Russia restarted the flow of oil through its main oil export pipeline this morning after Belarus dropped an oil transit duty imposed last week and agreed to return oil Moscow said it had taken illegally.
"Belarus has fully returned 79,000 tonnes of oil. Transneft started to pump oil in the direction of Belarus. The Druzhba pipeline is working normally," the vice-president of Russian pipeline monopoly Transneft, said.
Russia, the world's second biggest oil exporter, had closed the Druzhba ("Friendship") pipeline, its largest single oil export route, for more than 60 hours, cutting European Union oil supplies by around 1.5 million barrels of oil per day.

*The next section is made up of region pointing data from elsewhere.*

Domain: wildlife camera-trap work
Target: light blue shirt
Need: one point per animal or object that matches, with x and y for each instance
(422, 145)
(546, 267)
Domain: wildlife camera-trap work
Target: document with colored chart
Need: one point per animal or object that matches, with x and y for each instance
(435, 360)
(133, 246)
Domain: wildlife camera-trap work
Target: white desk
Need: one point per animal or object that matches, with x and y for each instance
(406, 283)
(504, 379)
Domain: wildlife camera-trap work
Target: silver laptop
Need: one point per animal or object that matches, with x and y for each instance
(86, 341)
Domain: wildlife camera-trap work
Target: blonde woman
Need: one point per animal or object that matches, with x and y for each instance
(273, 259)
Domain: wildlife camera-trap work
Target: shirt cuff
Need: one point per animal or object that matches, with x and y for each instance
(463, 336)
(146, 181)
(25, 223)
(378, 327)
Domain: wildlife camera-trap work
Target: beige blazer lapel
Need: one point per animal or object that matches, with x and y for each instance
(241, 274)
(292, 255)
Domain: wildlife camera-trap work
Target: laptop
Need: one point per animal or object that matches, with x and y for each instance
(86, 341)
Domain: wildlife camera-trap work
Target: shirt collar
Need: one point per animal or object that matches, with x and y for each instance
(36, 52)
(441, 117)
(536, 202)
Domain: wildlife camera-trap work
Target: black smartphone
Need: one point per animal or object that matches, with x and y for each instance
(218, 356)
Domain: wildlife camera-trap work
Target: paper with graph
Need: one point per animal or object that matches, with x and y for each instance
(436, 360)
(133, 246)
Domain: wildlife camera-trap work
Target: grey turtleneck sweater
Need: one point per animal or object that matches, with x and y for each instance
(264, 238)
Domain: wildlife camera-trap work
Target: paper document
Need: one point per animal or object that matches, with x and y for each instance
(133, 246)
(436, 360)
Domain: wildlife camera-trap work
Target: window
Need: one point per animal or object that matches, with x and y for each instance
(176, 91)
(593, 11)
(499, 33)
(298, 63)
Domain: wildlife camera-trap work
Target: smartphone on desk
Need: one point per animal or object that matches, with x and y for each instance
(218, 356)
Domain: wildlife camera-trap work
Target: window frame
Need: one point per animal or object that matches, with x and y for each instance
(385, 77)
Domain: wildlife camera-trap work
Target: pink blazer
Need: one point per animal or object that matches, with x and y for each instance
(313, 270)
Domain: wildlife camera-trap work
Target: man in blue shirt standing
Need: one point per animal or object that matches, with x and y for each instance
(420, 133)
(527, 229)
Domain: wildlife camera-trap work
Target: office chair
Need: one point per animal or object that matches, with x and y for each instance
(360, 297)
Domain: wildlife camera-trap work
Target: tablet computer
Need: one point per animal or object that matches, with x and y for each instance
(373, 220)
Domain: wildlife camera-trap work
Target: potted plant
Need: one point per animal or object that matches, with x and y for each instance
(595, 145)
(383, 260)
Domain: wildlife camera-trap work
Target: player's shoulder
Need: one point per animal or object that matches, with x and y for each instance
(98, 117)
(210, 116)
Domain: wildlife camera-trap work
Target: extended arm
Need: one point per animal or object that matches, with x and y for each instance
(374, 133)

The shutdown marked the climax of a trade dispute in which Moscow doubled gas export prices to Belarus at the New Year and imposed a crippling crude oil export duty equivalent to 10 per cent of the gross domestic product of its western neighbour.
Belarus, once Moscow's most loyal ally, responded by slapping the oil transit duty of $45 per tonne on Russian oil piped across its territory, effective from January 1st.
Transneft said it shut the pipeline when Belarus began siphoning off oil to take payment of the levy in kind, and only agreed to restart the pumps after the missing oil was returned.
Belarussian Prime Minister Sergei Sidorsky will hold talks with Russian counterpart Mikhail Fradkov today. Mr Sidorsky said yesterday he expected Russia to lift its own trade restrictions on Belarus.